In the next subcase $rb_{v_{ro}} \ne 0$ and $sticky_{v_{ro}} \ne 0$. In this case $v_{ro}$ is equal to the successor of $v^-_{v_{ro}}$ which is odd. So the $(n+2)^{th}$-bit of $v_{ro}$ is 1. By similar reasons as above, some bit after the $(n+2)^{th}$-bit in $v_\mathbb{R}$ is 1. So the lemma holds.
Lemma 4 Let $(s_1, v_1^-, rb_1, sticky_1)$ and $(s_2, v_2^-, rb_2, sticky_2)$ be the rounding components for two real values $v_1$ and $v_2$ in rounding them to a FP representation $\mathbb{T}_n$. If $s_1 = s_2, v_1^- = v_2^-, rb_1 = rb_2$ and $sticky_1 = sticky_2$, then $RN_{\mathbb{T},rm} (v_1) = RN_{\mathbb{T},rm}(v_2)$ for any rounding mode $rm$.
Pf) Follows directly from the definition of rounding components.
Proof that Double Rounding the Round-to-Odd Result Produces Correct Results for all $\mathbb{T}_k$
Here’s a sketch of the proof.
We prove the following:
Theorem 2 Given a real number $v_\mathbb{R}$, representations $\mathbb{T}_k$ and $\mathbb{T}_{n+2}$ with same number of exponent bits that satisfy $\lvert E \rvert + 1 < k \leq n$, and a rounding mode $rm \in {rn, ra, rz, ru, rd}$, then $RN_{\mathbb{T}_k,rm} (v_\mathbb{R}) = RN_{\mathbb{T}_k,rm} (RN_{\mathbb{T}_{n+2},ro}(v_\mathbb{R}))$.
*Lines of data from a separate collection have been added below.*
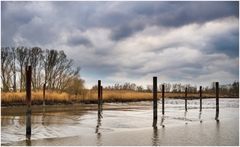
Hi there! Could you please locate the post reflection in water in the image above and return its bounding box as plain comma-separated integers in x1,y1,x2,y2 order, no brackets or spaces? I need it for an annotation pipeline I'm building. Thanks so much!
95,109,103,146
184,111,188,124
26,139,32,146
152,125,159,146
198,111,202,123
160,115,165,128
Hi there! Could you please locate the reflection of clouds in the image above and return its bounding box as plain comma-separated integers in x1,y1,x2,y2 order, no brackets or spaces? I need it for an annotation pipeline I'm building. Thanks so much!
198,111,202,123
95,108,103,146
152,126,159,146
160,115,165,128
184,111,188,124
26,139,32,146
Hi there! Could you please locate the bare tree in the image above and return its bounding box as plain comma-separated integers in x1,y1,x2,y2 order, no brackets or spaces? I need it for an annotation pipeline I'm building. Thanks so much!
16,47,28,91
1,47,13,91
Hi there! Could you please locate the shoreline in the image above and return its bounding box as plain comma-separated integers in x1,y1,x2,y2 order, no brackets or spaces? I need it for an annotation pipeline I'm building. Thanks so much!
4,119,239,146
1,97,239,107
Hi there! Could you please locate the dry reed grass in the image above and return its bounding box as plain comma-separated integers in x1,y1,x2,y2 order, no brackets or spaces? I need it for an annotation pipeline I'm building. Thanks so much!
1,90,227,105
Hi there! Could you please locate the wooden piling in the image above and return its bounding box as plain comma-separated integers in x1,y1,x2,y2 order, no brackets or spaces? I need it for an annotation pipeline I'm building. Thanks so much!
26,66,32,139
100,86,103,110
162,84,165,115
199,86,202,112
98,80,101,107
185,87,187,111
153,77,157,121
98,80,102,118
215,82,219,120
43,83,46,106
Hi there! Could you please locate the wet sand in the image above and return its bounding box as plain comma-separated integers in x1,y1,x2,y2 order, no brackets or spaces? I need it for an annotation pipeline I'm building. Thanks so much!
1,99,239,146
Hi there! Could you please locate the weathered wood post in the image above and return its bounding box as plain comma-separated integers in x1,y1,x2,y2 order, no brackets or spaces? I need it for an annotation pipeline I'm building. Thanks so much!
153,77,157,121
199,86,202,112
162,84,165,115
98,80,101,118
26,66,32,139
43,83,46,106
185,87,187,111
100,86,103,111
215,82,219,120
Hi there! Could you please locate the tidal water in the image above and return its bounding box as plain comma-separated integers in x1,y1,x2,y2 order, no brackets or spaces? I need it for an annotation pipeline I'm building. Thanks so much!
1,98,239,146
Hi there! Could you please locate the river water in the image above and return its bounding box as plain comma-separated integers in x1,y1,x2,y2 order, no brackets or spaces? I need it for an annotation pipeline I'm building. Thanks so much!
1,98,239,146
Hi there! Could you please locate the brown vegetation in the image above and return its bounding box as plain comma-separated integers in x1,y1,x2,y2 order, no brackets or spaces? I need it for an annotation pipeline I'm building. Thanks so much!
1,90,234,105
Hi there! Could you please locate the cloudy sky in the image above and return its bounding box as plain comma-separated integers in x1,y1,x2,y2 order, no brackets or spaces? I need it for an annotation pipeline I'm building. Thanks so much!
1,2,239,87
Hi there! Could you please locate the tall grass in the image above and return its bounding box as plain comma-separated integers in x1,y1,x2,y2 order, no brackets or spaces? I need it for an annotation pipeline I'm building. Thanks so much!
1,90,227,105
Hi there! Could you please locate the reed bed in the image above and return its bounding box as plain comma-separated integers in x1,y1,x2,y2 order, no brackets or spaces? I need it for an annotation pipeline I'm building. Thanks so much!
1,90,231,105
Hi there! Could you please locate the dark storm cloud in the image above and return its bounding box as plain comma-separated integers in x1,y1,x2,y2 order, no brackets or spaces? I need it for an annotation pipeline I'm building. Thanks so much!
1,1,239,87
210,30,239,58
67,36,92,46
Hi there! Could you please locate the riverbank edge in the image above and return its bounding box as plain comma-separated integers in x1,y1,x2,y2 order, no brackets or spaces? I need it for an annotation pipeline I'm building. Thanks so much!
1,97,239,107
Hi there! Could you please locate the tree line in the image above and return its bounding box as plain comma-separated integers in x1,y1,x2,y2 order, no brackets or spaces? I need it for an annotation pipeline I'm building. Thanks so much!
1,46,84,93
92,81,239,96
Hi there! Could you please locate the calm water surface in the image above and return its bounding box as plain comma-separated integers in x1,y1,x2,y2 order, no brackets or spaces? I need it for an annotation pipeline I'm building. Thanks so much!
1,99,239,145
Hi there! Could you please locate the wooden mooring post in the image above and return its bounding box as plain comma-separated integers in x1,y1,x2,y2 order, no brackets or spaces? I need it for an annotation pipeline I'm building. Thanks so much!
100,86,103,111
153,77,157,121
43,83,46,106
98,80,102,118
199,86,202,112
162,84,165,115
26,66,32,140
185,87,187,111
215,82,219,121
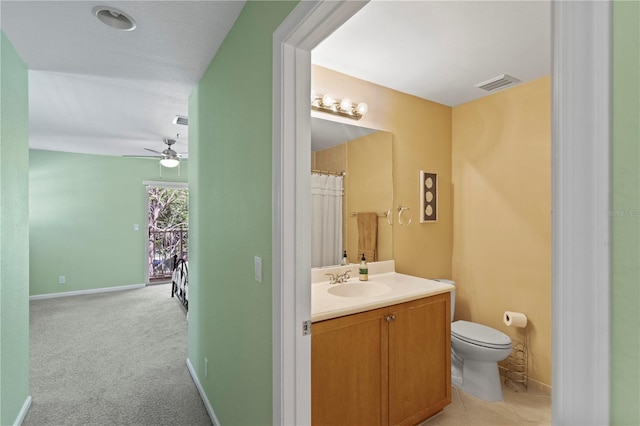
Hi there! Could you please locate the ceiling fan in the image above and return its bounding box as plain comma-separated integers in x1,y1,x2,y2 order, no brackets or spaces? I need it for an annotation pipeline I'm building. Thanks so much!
124,139,183,167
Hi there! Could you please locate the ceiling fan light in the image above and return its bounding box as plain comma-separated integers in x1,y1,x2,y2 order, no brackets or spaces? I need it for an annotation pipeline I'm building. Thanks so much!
160,158,180,168
92,6,136,31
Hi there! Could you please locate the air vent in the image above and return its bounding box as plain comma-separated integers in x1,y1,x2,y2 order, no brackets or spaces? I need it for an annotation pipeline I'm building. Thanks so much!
475,74,522,92
173,115,189,126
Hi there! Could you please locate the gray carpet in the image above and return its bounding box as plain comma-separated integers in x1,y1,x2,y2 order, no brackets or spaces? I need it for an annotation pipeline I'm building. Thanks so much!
23,285,211,426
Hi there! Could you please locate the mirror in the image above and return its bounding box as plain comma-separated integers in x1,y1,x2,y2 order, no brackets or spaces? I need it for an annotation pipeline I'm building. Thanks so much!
311,117,393,267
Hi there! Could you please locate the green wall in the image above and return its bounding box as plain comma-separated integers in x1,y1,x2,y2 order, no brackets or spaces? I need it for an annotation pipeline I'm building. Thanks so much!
611,1,640,425
29,150,188,295
189,1,297,425
0,33,29,425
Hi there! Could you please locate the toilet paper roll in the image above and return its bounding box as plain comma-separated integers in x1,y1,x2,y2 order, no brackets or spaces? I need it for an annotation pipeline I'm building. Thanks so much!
502,311,527,328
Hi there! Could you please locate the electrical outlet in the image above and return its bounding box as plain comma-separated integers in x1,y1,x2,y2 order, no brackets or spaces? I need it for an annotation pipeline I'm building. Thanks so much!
253,256,262,283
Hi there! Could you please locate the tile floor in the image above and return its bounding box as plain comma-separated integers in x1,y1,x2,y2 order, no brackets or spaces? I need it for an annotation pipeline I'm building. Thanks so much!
420,384,551,426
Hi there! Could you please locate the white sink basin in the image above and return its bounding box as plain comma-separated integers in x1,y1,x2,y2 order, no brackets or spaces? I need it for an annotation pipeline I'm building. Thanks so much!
327,282,391,297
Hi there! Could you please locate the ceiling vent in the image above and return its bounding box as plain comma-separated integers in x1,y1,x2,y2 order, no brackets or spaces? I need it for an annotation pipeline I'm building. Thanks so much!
475,74,522,92
173,115,189,126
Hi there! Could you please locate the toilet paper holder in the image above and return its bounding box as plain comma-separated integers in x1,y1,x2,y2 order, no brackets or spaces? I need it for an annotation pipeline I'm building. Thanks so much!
503,311,529,391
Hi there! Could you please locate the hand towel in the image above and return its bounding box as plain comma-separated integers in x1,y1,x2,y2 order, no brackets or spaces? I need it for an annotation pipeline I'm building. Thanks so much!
356,212,378,262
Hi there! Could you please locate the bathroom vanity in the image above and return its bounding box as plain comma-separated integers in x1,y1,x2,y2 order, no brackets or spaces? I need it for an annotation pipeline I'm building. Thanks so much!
311,261,453,425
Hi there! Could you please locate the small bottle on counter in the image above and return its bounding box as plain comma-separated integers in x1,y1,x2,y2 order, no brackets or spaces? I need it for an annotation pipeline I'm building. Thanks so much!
359,253,369,281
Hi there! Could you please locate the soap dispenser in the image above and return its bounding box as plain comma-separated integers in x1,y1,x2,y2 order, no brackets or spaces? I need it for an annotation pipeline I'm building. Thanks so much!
359,253,369,281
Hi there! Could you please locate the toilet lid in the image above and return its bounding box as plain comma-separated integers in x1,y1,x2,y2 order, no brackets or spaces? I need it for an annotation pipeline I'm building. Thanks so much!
451,320,511,349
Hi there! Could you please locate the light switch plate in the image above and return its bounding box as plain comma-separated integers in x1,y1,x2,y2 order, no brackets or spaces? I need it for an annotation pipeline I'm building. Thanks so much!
253,256,262,283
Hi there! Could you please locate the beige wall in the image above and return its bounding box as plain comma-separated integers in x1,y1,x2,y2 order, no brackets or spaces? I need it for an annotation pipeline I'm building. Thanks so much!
452,77,551,385
311,66,453,278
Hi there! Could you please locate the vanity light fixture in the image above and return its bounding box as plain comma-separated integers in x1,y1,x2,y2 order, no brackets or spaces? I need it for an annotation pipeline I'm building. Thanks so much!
311,93,369,120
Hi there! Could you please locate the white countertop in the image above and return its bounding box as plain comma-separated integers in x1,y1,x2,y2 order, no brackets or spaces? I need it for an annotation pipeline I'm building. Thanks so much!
311,267,455,322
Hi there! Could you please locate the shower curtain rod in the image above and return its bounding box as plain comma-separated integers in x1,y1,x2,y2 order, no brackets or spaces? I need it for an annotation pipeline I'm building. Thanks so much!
311,170,347,176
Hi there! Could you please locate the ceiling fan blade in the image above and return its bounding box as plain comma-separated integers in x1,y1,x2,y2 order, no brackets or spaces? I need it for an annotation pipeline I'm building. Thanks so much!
123,155,164,158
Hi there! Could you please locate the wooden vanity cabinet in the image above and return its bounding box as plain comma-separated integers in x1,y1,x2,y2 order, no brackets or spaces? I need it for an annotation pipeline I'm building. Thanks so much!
311,293,451,426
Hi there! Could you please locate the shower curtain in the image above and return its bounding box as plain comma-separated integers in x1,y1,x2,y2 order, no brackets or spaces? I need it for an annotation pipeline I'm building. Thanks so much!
311,174,342,268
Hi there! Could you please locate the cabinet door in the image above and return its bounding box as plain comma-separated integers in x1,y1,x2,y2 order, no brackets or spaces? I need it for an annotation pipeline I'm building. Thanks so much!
311,308,388,426
389,293,451,425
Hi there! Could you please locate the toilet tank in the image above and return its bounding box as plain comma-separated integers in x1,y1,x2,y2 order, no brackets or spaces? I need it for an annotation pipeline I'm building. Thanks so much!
434,278,456,322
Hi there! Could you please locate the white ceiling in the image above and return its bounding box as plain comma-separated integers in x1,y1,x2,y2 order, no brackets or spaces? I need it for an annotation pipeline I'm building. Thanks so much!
312,0,551,107
0,0,550,155
0,0,245,155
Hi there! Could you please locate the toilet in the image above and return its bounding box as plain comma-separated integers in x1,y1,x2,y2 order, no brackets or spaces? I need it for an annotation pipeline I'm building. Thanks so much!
436,279,512,401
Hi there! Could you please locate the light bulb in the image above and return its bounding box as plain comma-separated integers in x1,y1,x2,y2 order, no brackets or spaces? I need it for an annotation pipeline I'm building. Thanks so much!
160,158,180,168
340,98,353,112
322,93,336,107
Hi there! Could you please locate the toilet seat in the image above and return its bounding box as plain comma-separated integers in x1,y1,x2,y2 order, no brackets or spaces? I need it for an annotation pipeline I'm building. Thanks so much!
451,320,511,349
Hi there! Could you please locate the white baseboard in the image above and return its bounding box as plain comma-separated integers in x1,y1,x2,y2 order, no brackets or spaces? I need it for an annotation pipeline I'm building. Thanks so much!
29,284,146,300
187,358,220,426
13,395,31,426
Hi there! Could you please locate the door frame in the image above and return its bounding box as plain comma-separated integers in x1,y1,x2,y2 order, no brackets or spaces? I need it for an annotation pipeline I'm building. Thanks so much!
142,180,189,286
272,1,612,425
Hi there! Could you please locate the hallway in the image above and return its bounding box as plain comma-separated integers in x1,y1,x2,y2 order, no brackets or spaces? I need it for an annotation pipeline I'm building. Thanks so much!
23,285,211,426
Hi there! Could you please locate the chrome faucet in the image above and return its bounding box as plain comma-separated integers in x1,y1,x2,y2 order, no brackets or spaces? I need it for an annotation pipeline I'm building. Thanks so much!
336,270,351,283
325,270,351,284
325,274,337,284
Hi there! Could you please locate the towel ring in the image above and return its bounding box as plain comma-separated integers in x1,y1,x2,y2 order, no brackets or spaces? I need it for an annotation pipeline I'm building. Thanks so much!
398,206,411,226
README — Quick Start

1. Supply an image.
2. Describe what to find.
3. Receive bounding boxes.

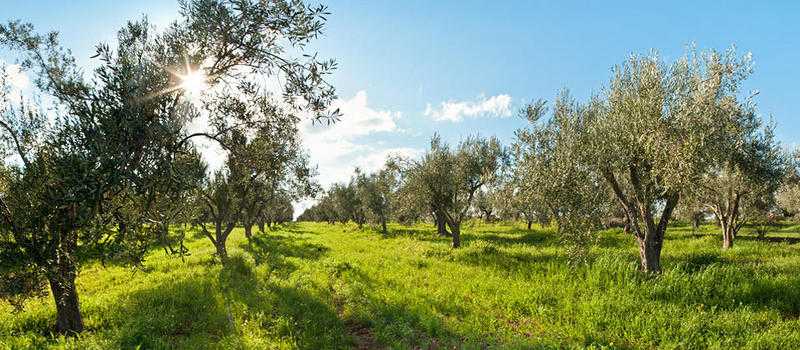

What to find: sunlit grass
[0,223,800,349]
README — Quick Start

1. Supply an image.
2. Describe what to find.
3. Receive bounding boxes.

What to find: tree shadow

Let $v_{ro} = RN_{\mathbb{T}_{n+2},ro}(v_\mathbb{R})$. By lemma 4, we just have to check if the rounding components for $v_\mathbb{R}$ and $v_{ro}$ are the same. Again, round-to-odd preserves sign, so we assume positive.
Let $(s_1, v_1^-, rb_1, sticky_1)$ and $(s_2, v_2^-, rb_2, sticky_2)$ be the rounding components for $v_\mathbb{R}$ and $v_{ro}$ respectively in $\mathbb{T}_k$. Let the representation of $v_\mathbb{R}$ in extended infinite precision representation $B_{v_\mathbb{R}}$ be
\[B_{v_\mathbb{R}} = b_1 b_2 \cdots b_{k-1} b_k b_{k+1} \cdots b_n b_{n+1} b_{n+2} b_{n+3} \cdots\]By definitions of rounding components the following is true:
\[B_{v_1^-} = b_1 b_2 \cdots b_{k-1} b_k, \quad rb_1 = b_{k+1}, \quad sticky_1 = b_{k+2} \vert b_{k+3} \vert \cdots\]By lemma 2 and lemma 3:
\[B_{v_{ro}} = b_1 b_2 \cdots b_{k-1} b_k \cdots b_n b_{n+1} t, \quad t = b_{n+2} \vert b_{n+3} \vert \cdots\]Since $k \leq n$ there are at least one bit between $b_k$ and $t$. The rounding components are:
\[B_{v_2^-} = b_1 b_2 \cdots b_{k-1} b_k, \quad rb_2 = b_{k+1}, \quad sticky_2 = b_{k+2} \vert b_{k+3} \vert \cdots \vert b_{n+1} \vert t\]Comparing this with $v_\mathbb{R}$ we can see that all are the same, hence the rounded result is the same via lemma 4. Theorem 1 follows directly after theorem 2.
Conclusion
This is the first work on creating a single polynomial approximation that works for all representations and rounding modes.